Bobby Barnard has lived his whole life with a soundtrack.

“When I was real young, I had an older brother bringing home the Elvis records and the Buddy Holly records and Jerry Lewis and so forth, the original guys, and I was just a little squirt hearing them and got hooked then. By the time the Beatles came around I was a full fledged musical nut,” Barnard said.

He graduated from high school, went to college for a semester, then decided to work at a place where he could be surrounded by music all day long.

“That’s when I decided to try to get my foot in the door and start a record store, and I had a chance to do that in Denver, Colorado,” he said.

“There was a company store that had just started and they were franchising it out and it was called Budget Tapes and Records.”

Barnard and his brother bought a franchise and moved to Colorado to run the store.

After a few years, he ended up in Houston at United Record distributors, where he tried to convince his boss to open up a record store.

“Finally my existence in Houston, like I think normal people would get tired of it – who weren’t born there – I soured on Houston and looked for a way out.
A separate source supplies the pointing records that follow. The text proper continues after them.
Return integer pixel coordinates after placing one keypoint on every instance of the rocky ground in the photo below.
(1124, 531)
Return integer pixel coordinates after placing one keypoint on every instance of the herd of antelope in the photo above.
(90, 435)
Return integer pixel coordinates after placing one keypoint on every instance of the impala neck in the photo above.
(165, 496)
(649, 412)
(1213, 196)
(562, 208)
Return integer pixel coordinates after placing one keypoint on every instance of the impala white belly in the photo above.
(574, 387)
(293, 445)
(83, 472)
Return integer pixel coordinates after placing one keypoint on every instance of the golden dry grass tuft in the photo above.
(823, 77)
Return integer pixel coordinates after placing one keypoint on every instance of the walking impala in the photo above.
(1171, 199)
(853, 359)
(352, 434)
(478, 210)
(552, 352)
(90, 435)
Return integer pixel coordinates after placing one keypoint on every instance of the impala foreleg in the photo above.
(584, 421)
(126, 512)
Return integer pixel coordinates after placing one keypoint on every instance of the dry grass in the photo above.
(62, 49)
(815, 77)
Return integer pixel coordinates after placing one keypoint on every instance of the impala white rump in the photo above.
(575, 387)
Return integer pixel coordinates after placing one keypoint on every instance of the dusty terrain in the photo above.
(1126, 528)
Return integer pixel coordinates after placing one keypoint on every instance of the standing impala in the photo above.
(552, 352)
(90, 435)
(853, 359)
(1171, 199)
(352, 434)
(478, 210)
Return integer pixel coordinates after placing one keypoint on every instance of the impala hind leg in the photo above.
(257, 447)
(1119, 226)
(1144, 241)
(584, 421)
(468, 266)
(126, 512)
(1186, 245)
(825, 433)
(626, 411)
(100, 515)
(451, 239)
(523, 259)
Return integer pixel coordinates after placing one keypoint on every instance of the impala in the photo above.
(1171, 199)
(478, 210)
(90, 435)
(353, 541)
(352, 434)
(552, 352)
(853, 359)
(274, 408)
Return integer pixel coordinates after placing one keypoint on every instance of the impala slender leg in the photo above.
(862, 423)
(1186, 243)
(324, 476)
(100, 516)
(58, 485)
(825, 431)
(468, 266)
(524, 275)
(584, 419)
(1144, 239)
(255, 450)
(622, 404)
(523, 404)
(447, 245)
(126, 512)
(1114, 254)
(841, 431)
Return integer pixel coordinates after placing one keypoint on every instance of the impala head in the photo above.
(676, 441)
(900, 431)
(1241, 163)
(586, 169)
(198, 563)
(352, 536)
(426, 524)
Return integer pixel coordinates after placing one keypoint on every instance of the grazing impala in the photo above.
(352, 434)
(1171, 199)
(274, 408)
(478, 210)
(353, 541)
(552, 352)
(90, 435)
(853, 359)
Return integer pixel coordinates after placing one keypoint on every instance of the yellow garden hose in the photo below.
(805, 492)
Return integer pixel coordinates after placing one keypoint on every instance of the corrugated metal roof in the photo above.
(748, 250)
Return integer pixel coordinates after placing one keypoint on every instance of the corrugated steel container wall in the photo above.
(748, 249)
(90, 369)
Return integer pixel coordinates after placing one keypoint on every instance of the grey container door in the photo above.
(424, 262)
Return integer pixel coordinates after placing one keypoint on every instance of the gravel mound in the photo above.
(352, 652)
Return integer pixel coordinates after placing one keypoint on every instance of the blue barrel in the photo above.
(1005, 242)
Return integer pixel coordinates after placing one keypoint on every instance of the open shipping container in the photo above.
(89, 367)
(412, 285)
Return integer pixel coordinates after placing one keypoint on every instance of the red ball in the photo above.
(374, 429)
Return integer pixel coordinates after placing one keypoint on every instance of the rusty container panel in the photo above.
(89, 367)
San Marcos was a great location for a store, and here I am still, 32 years later,” Barnard said.

He opened up Sundance Records, a classic record store that carries every genre of music.

“Most of us have been kind of tossed aside, the little guys have,” Barnard said. “The music business kind of changed here in the last 10 years. It’s gone through some changes and the little guy record stores have been shoved aside.”

Barnard said he still has loyal customers, especially from Texas State University, but most big-name recording artists choose to put their albums in large stores like Wal-Mart and Best Buy. Those stores can buy hundreds of thousands of CDs to be distributed to all of their store locations, he said.

“It’s real convenient for the record label to be able to sell to one account.”

Barnard said he carries a lot of local bands in his store that larger stores don’t sell.

“That’s what we do focus on. We can find a little niche and keep this going. We can carry things that those guys won’t have, so you try to provide something for the customers that you can’t find at the big stores,” he said.

Tickets are one of those things.

“We’ve always sold concert tickets for events in this area since the 70’s,” he said.

Barnard said he doesn’t have a favorite album, he just listens to what he’s in the mood for. But he said the Beatles were a definite influence on his life and rock ‘n’ roll.

“They were so polished, you know? They really took music to another level with the group effect. Until that time, mostly everybody was individuals. You had singers and you had session players that backed up most popular singers. There were very few groups, much less a group that would kind of grab everybody’s attention in the whole world like the Beatles did,” Barnard said.

He said the popularity of the Beatles was what enabled rock ‘n’ roll record stores to open.

“That was the turning point for music. By 1971, 72, music was so established that people were starting rock record stores. It kind of legitimized it,” he said.

Barnard has been through 8-tracks, reel-to-reels, cassettes tapes, CDs and MP3s.

“I think CDs kind of replace the cassette. It’s the mobile music. You can take it anywhere, you can play it on anything and record it on your iPod,” he said. “If you really want to keep something, you go out and buy the record. Well, I would. It seems like that would be the best form, but I’m speaking from old fashioned perspectives.”

The record industry is the only one that Barnard has ever known and he wouldn’t have it any other way.

“When you grow up and when you decide what you want to do in life, don’t you always envision doing something that you like? That supersedes, for me, making big money. I want to do something that I love doing and so I don’t really imagine myself doing anything else,” he said. “Then getting up and going to work is not really work. You want to be there and you look forward to it, and I think that shows as you go through life. Being happy is really most important and I think doing something that you like to do for a living is where you want to be.”